The client triggers input events on this device, the server receives those
as events through `libeis` and can forwards them as if they were libinput
events. The server has control of the client stream. If the stream is
paused, events from the client are discarded. If the stream is resumed, the
server will receive the events (but may discard them anyway depending on
local state).
The above caters for the `xdotool` use-case.
The client may request to monitor a capability. When the server deems the
client to be in-focus, it forwards events from real devices to the client.
The decision of what constitutes logical focus and what events to forward
are up to the server.
For a `synergy` use-case, the setup requires:
- `synergy-client` on host A monitoring the mouse and keyboard capabilities
- `synergy-server` on host B requesting a mouse/keyboard capability device
- when `synergy-client` receives events via `libei` from compositor A it
forwards those to the remote `synergy-server` which sends them via `libei`
to the compositor B.
The compositor may choose to implement a hotkey to start/stop the events or
it may implement the screen edges to be the hot key.
Open questions
--------------
### Flatpak integration
Where flatpak portals are in use, `libei` will communicate with
the portal and `libeis` with the portal implementation (e.g.
`xdg-desktop-portal-gdk`). The portal is reponsible for
allowing the client to connect and restrictions on the devices a client may
create. `libeis` will run in a private namespace of the compositor.

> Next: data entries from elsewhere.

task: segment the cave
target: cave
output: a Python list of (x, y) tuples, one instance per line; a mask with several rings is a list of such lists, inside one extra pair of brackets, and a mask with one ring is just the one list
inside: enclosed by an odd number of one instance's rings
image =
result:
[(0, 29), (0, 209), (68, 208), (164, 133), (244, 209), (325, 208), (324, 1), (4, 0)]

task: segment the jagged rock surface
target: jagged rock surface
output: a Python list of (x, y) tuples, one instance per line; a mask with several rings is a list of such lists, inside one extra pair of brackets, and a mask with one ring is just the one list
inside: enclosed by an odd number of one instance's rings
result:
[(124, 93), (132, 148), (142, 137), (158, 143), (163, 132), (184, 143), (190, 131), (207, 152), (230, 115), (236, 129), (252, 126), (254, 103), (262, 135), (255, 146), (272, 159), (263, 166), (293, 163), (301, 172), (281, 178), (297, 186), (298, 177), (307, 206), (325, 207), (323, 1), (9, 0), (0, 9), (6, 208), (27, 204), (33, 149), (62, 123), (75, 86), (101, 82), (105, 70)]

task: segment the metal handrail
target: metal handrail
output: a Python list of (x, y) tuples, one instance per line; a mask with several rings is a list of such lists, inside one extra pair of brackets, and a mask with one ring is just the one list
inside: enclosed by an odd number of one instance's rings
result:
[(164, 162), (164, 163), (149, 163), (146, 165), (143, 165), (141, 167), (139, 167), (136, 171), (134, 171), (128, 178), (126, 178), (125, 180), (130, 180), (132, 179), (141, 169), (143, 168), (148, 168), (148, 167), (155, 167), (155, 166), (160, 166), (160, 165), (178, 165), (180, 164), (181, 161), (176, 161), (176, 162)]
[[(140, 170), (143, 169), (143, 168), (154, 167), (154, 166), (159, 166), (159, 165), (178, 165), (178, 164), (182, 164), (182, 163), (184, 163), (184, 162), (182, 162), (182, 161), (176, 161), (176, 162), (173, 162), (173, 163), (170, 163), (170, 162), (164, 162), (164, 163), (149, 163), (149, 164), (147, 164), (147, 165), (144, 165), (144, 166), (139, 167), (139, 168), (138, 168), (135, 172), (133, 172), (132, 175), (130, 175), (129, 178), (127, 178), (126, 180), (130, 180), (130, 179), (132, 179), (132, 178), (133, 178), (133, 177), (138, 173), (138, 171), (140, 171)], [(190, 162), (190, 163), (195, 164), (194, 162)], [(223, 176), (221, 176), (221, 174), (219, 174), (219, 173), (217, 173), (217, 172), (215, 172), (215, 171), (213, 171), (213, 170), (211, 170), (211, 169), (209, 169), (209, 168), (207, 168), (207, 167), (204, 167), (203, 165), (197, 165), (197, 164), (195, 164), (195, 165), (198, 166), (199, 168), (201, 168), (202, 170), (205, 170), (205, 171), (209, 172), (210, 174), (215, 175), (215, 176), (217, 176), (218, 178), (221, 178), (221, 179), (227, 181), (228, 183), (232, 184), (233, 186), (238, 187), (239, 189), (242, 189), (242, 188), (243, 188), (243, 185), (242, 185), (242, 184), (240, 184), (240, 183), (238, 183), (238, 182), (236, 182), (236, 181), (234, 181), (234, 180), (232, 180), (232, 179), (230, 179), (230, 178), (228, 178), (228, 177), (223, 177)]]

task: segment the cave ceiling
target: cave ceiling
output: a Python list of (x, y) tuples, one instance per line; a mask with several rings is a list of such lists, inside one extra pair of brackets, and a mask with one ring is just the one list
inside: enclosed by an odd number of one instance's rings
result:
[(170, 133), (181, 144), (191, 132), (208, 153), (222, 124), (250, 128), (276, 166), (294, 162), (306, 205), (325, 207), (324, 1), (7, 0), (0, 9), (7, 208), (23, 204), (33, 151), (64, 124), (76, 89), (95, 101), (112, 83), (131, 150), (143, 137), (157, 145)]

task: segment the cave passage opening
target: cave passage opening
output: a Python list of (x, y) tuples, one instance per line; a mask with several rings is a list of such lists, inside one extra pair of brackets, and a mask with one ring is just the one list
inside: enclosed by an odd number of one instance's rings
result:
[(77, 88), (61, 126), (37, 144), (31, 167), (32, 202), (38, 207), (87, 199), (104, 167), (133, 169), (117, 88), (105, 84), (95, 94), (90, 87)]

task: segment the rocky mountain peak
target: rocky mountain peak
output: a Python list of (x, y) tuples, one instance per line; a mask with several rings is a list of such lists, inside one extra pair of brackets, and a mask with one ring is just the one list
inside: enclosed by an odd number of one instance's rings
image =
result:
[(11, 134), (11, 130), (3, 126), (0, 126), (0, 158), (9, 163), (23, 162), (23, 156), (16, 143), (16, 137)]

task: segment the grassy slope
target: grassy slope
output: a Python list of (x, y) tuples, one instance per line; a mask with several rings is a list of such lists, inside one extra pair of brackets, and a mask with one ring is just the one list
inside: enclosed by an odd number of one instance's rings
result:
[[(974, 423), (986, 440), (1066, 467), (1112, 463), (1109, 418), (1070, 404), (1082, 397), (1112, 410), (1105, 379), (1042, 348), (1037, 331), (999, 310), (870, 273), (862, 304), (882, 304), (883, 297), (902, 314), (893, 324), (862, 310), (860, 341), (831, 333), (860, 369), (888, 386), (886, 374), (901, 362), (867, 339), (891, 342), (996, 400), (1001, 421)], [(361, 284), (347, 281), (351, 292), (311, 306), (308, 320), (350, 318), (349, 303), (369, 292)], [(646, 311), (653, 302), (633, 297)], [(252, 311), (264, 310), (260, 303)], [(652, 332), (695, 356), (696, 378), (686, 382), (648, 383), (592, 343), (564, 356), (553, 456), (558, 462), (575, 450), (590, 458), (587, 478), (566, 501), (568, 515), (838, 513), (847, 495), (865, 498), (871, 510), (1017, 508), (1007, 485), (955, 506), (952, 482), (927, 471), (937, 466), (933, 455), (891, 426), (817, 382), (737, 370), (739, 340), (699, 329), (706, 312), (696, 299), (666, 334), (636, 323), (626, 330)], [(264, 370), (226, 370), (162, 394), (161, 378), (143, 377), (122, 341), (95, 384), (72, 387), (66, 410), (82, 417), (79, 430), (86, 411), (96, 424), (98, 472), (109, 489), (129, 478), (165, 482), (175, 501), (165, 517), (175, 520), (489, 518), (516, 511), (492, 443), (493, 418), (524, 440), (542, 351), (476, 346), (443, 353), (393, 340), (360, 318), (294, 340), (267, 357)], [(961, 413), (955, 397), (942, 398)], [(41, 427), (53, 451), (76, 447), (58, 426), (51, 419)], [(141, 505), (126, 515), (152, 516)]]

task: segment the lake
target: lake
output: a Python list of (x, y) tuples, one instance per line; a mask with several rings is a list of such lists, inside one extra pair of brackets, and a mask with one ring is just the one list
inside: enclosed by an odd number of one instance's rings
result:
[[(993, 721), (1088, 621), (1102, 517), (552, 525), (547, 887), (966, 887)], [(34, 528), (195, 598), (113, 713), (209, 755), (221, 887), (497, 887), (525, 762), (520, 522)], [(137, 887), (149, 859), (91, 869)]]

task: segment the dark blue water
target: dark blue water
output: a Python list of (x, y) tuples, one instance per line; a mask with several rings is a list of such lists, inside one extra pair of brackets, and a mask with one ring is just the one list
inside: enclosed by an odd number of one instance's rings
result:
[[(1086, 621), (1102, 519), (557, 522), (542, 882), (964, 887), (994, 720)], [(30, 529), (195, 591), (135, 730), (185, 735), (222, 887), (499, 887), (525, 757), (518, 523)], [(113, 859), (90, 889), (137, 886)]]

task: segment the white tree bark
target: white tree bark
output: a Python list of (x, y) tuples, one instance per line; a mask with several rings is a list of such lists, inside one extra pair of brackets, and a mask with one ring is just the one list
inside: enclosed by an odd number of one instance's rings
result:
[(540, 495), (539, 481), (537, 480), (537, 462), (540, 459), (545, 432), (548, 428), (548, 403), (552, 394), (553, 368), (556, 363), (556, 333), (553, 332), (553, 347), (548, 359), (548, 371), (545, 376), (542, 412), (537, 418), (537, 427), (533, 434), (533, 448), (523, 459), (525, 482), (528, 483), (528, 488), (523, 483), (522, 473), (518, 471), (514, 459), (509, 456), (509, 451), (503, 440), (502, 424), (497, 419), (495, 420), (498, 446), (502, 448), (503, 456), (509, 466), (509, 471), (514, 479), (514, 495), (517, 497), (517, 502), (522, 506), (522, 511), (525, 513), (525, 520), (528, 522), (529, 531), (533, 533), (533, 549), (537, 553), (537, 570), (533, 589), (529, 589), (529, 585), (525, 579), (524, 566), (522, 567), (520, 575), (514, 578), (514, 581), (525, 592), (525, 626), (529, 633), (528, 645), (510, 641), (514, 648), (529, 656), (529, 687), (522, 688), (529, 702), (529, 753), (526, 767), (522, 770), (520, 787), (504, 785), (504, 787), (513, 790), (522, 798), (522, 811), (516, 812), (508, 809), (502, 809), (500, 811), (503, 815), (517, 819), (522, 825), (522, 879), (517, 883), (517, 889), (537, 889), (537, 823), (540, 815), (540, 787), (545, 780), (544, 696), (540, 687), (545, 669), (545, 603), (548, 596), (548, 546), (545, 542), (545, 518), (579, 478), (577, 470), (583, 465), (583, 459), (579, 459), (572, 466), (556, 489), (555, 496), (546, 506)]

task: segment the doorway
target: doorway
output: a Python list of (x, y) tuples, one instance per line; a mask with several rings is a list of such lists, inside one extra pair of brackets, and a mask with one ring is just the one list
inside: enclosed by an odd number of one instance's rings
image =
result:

The portal **may** control suspending/resuming devices (in addition to the
server). The UI for this is not yet sorted.
### Authentication
Sandboxing is addressed via flatpak portals but a further level is likely
desirable, esp. outside flatpak. The simplest solution is the client
announcing the name so the UI can be adjusted accordingly. API wise-maybe an
opaque key/value system so the exact auth can be left to the implementation.
### Triggers
For `synergy` we need capability monitoring started by triggers, e.g. the
client requests a pointer capability monitoring when the real pointer hits
the screen edge. Or in response to a keyboard shortcut.
### Keyboard layouts
The emulated input may require a specific keyboard layout, for example
for softtokens (usually: constant layout "us") or for the `synergy` case
where the remote keyboard should have the same keymap as the local one, even
where the remote host is configured otherwise.
libei provides keymap negotation: the client can pick a keymap, the server
can accept it, refuse it, or override it with its own. In the latter two
cases it is up to the client to handle the result.
Modifier state handling, group handling, etc. is still a private
implementation so even where the server supports individual keymaps. So it
remains to be seen if this approach is sufficient.